Meu Deus!!! Palavras belíssimas,entoadas num tom otimista, vindo de um padre, que pessoa abençoada esta é. É difícil encontrar declarações neste estilo. Me emocionei ao ler, quando disse: um abraço verdadeiro...a aliança de compromisso o expressar e dizer o quanto a ama... Era isso que um dia eu ouvir de quem amo muito. Apesar dos pesares, a vida tem essas surpresas, que não conseguimos entender. O amor não é só pedir ou exigir, é deixar que os sentimentos nos guie pela vontade Divina. Com fé um dia quem sabe? Tudo pode modificar, transformar ou melhor acontecer isso o tempo é o Senhor dos andamentos e dos acontecimentos. Então, continue meu padre a favor do amor. Jamais Deus irá contra sua vontade pode ser a DELE.

Anónimo disse...

Boa noite, querido Pe. Que dizeres magníficos, com entusiasmo de alguém que ama outra sem medida. Lindo o expressar, pena que no fundo não sabemos quem será a ou o felizardo desse amor. Bendita palavras, quem ama por sinal jamais invade a privacidade do outro. Eu sou uma dessas pessoas estou me moendo por dentro mas sei que um dia será uma linda História a ser contada. Tenho uma companheira chamada distancia que me separa de quem amo. Mas mesmo assim, cada dia que passa, esta vivo dentro de mim. Um dia quem sabe posso pelo menos vê-lo distante por apenas cinco minutos. Que guardarei pela eternidade. O amor entre duas almas gêmeas um dia Deus poderá uni-las, eu creio.

amor sem fim. disse...

Muito triste tudo isso...

Anónimo disse...

Saudades das belas palavras, deste blogger, principalmente do anonimo do dia 22 de julho de 2016. O que aconteceu não postou mais nada? Estais viajando, pensando ou muito atarefado que sumiu. Fale algo, ou descreva una poesia isso acalma a alma.

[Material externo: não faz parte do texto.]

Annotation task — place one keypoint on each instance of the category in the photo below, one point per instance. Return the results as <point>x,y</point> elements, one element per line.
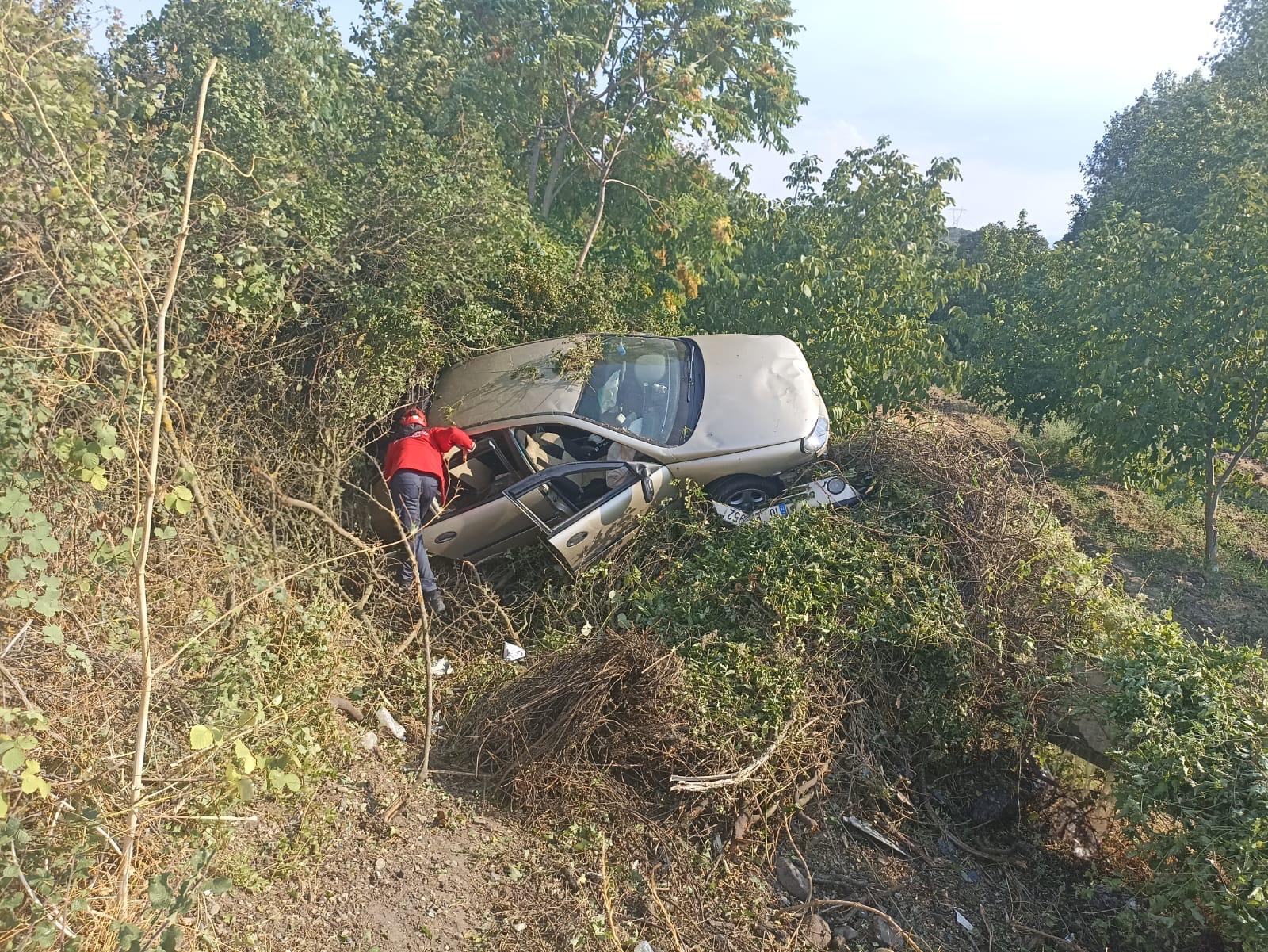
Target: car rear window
<point>640,384</point>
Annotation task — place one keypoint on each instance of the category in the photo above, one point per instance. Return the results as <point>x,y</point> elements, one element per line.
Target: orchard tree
<point>587,94</point>
<point>1003,325</point>
<point>1173,340</point>
<point>851,268</point>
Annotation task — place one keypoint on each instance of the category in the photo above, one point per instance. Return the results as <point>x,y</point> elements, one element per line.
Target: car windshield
<point>637,385</point>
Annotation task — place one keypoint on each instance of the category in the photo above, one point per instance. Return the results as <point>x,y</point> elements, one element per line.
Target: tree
<point>851,268</point>
<point>1003,325</point>
<point>587,95</point>
<point>1172,330</point>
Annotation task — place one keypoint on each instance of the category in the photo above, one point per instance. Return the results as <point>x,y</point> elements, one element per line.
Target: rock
<point>792,879</point>
<point>815,932</point>
<point>887,936</point>
<point>843,936</point>
<point>948,848</point>
<point>993,806</point>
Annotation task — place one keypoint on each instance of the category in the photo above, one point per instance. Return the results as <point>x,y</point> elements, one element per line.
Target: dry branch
<point>139,759</point>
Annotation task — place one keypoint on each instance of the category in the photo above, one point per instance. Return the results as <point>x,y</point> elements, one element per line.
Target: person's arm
<point>449,436</point>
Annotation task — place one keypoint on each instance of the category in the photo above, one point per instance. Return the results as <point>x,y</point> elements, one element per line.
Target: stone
<point>843,936</point>
<point>887,935</point>
<point>792,879</point>
<point>993,806</point>
<point>815,932</point>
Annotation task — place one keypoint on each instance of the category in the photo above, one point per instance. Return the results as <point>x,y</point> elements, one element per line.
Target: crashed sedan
<point>576,438</point>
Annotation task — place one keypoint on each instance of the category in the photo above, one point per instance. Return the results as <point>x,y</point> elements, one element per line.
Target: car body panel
<point>507,384</point>
<point>758,403</point>
<point>743,372</point>
<point>605,526</point>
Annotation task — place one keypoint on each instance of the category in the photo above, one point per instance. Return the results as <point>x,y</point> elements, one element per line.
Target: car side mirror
<point>644,473</point>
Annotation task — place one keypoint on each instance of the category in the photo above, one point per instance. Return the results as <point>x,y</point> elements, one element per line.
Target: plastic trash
<point>441,666</point>
<point>390,723</point>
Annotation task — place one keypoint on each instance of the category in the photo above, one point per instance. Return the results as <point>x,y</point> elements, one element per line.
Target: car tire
<point>745,491</point>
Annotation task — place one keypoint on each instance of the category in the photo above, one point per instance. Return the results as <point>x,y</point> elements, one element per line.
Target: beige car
<point>576,438</point>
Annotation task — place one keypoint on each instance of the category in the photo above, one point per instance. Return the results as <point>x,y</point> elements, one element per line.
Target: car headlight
<point>817,439</point>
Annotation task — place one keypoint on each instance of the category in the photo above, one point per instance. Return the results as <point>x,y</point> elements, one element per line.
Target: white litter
<point>441,666</point>
<point>390,723</point>
<point>830,492</point>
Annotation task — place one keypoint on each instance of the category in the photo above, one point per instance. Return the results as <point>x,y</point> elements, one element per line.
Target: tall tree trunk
<point>534,159</point>
<point>1210,505</point>
<point>594,226</point>
<point>553,177</point>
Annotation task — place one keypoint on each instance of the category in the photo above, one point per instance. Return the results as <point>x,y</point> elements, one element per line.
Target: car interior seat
<point>471,473</point>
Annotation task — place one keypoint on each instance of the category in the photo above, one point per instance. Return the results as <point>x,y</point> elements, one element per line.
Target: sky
<point>1018,90</point>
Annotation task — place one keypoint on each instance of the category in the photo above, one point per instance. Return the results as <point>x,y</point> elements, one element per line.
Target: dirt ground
<point>441,874</point>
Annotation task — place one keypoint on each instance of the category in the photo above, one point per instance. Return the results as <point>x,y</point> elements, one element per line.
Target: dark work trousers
<point>412,493</point>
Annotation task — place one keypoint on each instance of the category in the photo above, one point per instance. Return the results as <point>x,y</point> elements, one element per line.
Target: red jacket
<point>425,453</point>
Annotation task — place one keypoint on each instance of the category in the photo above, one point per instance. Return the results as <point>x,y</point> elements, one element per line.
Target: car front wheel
<point>745,491</point>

Tu és padre mas antes de tudo é um ser humano que tem sentimentos que por sinal assolam na vida e seu cotidiano esta dentro de uma missão ligada a Deus. Ele é quem nos da força para enfrentar tudo e a todos. O amor sinceramente é para quem tem respeito pelo outro é se mantem dentro de um equilíbrio emocional sem ferir o outro. Tem ser uma fortaleza e se não tem apenda a adquiri-la...

Confessionário disse...

27 novembro, 2016 02:29

Não deu para perceber muito bem o que dizes, pois este blogue é actualizado mais ou menos 2 ou 3 vezes por semana...
Convém talvez clicar onde diz "início".

abraço amigo

Anónimo disse...

Não consegui entender como não deu pra perceber o dizes? Sim eu vejo as atualizações, esta certo é quando tenho um tempinho. É que aquelas palavras poderia serem um dia o que eu queria saber ou melhor ouvir. Amo sim um sacerdote, converso com Deus todos dias para Ele me dar forças para lutar ou enfrentar este amor. Na minha condição que vivo sem busca-lo e sufoca-lo. Tento esconde-lo mas... Vou guarda-lo comigo como algo bonito e belo de sentir. Me sinto bem a vida até mudar de brilho, a áurea modifica. É sensação maravilhosa, mesmo só vendo a cada uma vez ao ano e distante sem aproximar dele. Não é algo que exige presença física é espiritual se pode ser entendido. Já sentir, que pode mencionar egoísmo, mas não é isso. É inexplicável. Já havia visto ha muito anos atras, amei ele calada, por que quando fiquei sabendo do seu sonho ou escolha de ser padre, achei melhor afastar e deixa-lo viver. Minha vida seguiu mas nunca me casei, e nunca amei outra pessoa e nisso o reencontrei. E temos metade de um século cada umde nos. É uma longa estoria... Mas sou eu que guardo.